The Role of Immunosuppression on Cardiac Functions of Kidney Transplant Recipients


Çakır Ü. , Çavdaroğlu Ö., Ertürk T. , Gürlüler E., Gürkan A., Berber İ.

American Transplant Congress, Pennsylvania, Amerika Birleşik Devletleri, 2 - 06 May 2015, ss.2010

  • Basıldığı Şehir: Pennsylvania
  • Basıldığı Ülke: Amerika Birleşik Devletleri
  • Sayfa Sayısı: ss.2010

Özet

Cardiac disorders are associated with high morbidity and mortality in end-stage renal disease (ESRD).Kidney transplantation is known to increase the survival of dialysis patients by ameloriating both systolic and diastolic functions.

We aimed to evaluate the role of immunosuppressive (IS) drug regimens on cardiac functions of kidney transplant recipients (KTRs) one year after the transplantation.We prospectively evaluated 100 KTRs immediately before and one year after the operation, using tissue Doppler echocardiography.A triple IS therapy including Tacrolimus, Mycophenolate Mofetil (MMF) and Prednisolone was started for all patients.After 3-6 months Tacrolimus dose was lowered in order to achieve target serum levels of 3-7 ng/mL in both groups.MMF was switched to Everolimus with target levels of 4-6 ng/mL, in Group I(N=50) while Group II(N=50) continued with MPA.
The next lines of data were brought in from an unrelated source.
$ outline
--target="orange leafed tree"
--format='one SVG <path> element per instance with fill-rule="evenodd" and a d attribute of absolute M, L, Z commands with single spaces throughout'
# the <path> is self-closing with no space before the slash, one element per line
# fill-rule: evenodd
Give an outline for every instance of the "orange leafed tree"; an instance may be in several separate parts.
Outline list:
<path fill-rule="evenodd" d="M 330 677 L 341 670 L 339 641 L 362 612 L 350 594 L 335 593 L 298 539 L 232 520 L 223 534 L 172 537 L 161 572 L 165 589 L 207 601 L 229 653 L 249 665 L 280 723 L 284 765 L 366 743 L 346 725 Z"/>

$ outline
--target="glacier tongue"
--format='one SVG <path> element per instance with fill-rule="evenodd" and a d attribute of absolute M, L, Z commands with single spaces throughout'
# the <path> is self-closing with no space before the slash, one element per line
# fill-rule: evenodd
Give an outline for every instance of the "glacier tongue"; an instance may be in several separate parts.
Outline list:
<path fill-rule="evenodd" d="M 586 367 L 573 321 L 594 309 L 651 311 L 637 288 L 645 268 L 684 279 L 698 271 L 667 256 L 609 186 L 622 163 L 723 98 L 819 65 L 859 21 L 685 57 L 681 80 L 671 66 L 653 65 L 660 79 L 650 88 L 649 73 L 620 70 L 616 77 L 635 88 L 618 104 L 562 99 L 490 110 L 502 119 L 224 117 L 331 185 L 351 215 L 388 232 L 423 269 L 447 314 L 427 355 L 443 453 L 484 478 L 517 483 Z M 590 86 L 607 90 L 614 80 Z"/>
No differences in age, gender, dialysis duration, number of HLA mismatches existed between the groups.The prevalence of diabetic or hypertensive nephropathy as the etiology of ESRD was similar.Blood pressure was strictly controlled.Number of acute rejection episodes was not different in both groups and no graft loss was observed in either group.Improvement in cardiac parameters including ejection fraction (EF), left ventricle diastolic diameter (LVDD), posterior wall thickness (LVPW), left atrium (LA), pulmonary artery systolic pressure (PASP), left ventricle hypertrophy (LVH) was significant before and one year after transplantation.Interestingly, when compared to Group II, ameloriation of all of the   parameters mentioned above was even better in Group I patients.

Better ameloriation of cardiovascular functions with everolimus may favor the choice of this drug in kidney transplant recipients.